Na parte de fitness, a Mi Band 2 conta os seus passos, monitora a qualidade, o tempo do seu sono e calorias gastas durante exercícios, além de ter um sensor de batimentos cardíacos. "Pegando emprestado" uma função do Apple Watch, o produto também treme para dar uma bronca no usuário: ela diz a você para se mexer caso esteja muito tempo sentado no mesmo lugar.

Um acessório completo

Ela ainda vibra para avisar você de eventuais chamadas telefônicas, notificações importantes ou mensagens de texto recebidas no seu dispositivo Android. A nova tela do acessório é OLED em preto e branco e é capaz de mostrar só informações básicas, como as horas e ícones de avisos gerais.

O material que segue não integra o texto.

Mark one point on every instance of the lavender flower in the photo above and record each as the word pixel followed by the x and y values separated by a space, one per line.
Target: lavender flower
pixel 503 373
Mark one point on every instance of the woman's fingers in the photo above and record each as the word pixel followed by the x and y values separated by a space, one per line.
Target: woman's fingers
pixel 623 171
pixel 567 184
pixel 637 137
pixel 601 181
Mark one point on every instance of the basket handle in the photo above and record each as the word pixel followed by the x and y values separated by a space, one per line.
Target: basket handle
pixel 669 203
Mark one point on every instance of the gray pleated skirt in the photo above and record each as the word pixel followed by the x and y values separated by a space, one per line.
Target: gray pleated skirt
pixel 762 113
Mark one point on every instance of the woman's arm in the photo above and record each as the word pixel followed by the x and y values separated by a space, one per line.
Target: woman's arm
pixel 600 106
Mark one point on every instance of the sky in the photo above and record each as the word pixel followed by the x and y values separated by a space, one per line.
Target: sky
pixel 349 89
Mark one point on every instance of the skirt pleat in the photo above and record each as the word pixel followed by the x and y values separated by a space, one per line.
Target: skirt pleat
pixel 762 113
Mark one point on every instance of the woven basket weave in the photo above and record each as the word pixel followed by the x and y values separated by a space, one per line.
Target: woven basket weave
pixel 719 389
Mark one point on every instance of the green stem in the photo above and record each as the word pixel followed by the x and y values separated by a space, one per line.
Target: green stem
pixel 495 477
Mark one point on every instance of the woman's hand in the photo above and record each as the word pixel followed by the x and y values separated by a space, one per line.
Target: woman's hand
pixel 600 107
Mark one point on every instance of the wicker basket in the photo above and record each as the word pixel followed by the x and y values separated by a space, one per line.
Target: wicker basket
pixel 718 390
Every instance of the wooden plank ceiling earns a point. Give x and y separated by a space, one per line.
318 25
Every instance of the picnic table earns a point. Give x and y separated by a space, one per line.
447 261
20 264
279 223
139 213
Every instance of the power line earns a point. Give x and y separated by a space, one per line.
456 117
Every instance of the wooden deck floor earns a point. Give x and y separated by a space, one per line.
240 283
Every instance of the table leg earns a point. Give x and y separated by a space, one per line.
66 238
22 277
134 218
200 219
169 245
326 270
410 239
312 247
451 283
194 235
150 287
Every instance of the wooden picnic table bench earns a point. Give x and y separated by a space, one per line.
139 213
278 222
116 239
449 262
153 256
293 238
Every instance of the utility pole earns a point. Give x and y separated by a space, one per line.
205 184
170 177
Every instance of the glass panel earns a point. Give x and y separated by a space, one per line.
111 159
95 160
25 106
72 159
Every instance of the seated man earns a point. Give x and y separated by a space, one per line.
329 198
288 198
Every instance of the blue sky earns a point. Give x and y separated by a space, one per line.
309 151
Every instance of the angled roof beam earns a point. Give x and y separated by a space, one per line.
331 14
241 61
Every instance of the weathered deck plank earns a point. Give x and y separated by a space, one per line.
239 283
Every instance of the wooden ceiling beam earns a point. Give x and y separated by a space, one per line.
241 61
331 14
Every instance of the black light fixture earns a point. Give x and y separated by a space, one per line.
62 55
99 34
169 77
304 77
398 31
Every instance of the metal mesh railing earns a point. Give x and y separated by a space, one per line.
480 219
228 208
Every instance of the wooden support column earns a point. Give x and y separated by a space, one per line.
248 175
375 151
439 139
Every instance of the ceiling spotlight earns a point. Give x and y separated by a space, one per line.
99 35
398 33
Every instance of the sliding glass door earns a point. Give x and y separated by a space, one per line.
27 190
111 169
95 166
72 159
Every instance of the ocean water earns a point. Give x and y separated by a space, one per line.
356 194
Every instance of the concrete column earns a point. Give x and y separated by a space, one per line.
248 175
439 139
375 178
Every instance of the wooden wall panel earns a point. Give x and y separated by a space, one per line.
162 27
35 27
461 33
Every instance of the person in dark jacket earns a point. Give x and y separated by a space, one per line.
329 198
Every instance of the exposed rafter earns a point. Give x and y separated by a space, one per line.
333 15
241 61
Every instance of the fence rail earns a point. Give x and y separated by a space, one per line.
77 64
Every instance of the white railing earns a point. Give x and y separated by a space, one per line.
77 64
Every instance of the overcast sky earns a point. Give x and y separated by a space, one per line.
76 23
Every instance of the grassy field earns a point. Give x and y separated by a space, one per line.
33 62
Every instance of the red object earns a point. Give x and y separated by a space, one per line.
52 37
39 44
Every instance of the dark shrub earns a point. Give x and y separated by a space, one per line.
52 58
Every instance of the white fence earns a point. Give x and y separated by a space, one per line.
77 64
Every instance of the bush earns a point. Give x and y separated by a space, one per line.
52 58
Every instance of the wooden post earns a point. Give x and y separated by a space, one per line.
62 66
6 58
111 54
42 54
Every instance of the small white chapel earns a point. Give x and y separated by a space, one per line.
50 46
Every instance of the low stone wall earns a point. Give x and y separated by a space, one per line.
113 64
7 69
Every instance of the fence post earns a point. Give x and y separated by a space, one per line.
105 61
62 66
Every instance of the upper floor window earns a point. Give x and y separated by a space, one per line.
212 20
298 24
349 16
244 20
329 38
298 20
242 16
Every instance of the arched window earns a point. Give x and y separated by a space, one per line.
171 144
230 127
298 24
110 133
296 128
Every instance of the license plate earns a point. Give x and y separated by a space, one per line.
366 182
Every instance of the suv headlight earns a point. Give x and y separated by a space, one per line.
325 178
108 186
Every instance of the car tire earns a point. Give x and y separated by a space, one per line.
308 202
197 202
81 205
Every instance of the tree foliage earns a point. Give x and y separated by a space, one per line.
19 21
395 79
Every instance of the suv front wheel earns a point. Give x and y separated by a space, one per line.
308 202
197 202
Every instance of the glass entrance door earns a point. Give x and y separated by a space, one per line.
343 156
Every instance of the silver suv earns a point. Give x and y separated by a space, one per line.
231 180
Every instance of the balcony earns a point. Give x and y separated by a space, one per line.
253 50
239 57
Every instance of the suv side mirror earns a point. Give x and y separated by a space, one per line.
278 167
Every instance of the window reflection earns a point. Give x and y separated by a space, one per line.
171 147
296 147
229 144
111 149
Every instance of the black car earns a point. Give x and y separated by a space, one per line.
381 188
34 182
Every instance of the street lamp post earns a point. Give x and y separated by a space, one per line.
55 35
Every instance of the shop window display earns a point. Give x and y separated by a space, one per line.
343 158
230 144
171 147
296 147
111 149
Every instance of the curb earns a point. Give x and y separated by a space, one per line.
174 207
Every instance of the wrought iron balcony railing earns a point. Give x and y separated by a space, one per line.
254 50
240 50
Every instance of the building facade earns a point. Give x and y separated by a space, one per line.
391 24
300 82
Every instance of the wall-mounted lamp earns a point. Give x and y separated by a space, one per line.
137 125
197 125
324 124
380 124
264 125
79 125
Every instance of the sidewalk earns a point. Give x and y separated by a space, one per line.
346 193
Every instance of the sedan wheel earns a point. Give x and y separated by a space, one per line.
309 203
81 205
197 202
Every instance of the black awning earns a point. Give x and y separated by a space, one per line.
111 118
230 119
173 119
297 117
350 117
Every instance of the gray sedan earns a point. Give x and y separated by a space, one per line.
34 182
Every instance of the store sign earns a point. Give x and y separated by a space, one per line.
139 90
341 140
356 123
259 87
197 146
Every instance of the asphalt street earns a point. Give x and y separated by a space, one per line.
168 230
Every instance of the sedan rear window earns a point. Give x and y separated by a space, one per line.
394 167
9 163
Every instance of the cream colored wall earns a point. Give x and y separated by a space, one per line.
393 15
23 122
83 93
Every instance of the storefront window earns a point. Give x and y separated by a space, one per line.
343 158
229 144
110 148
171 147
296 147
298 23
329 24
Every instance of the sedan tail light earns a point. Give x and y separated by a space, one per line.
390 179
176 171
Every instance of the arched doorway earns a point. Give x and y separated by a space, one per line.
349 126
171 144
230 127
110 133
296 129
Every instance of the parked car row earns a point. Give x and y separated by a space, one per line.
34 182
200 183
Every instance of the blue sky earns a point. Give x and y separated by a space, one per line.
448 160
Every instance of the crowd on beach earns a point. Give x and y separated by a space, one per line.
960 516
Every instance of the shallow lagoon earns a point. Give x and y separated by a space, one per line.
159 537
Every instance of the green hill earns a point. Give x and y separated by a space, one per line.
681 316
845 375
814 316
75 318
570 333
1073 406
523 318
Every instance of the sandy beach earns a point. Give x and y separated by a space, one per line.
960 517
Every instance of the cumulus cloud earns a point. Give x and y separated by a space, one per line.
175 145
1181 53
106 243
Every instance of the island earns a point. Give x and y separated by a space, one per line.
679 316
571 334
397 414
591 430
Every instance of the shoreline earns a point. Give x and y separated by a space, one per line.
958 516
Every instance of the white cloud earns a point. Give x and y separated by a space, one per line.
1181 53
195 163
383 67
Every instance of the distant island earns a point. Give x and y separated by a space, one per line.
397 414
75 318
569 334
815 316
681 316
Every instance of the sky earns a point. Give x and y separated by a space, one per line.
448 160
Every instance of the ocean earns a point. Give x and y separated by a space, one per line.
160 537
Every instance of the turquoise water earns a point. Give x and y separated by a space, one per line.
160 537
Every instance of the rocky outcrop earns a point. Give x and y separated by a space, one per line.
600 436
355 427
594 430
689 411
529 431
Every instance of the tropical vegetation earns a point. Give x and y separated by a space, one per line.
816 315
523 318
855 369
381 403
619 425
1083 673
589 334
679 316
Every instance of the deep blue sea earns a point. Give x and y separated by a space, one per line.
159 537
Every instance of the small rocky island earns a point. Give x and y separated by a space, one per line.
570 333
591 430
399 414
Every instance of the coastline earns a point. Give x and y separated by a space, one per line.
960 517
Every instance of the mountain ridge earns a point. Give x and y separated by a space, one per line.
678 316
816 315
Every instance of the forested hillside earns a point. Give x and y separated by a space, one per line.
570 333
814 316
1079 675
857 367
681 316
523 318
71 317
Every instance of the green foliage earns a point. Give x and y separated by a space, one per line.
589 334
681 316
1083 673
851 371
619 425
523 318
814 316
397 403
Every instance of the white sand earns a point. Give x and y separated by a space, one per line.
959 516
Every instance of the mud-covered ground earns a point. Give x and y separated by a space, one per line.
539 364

Quem tem um celular da Xiaomi é beneficiado ainda mais: o aparelho detecta na hora a sua própria pulseira, que serve como mecanismo de desbloqueio. Caso o Bluetooth seja desconectado (como em caso de roubos), a senha é reativada.

A Mi Band 2 utiliza Bluetooth 4.0 para fazer o pareamento e tem uma bateria que dura até 20 dias, segundo a fabricante. As pulseiras são de silicone e podem ser trocadas, sendo que versões em preto, laranja, azul e verde foram vistas nas imagens até agora. A impermeabilidade é garantida pela certificação IP67.

Disponibilidade

A Mi Band 2 será vendida na China a partir de 7 de junho por 149 yuan, o que dá mais ou menos uns R$ 78. O primeiro modelo chegou por R$ 95 no país, veja aqui a nossa análise. O problema? Enquanto a Xiaomi se prepara para fazer expansões cada vez maiores no Ocidente, o Brasil agora dificilmente receberá muita atenção da marca, ao menos em smartphones.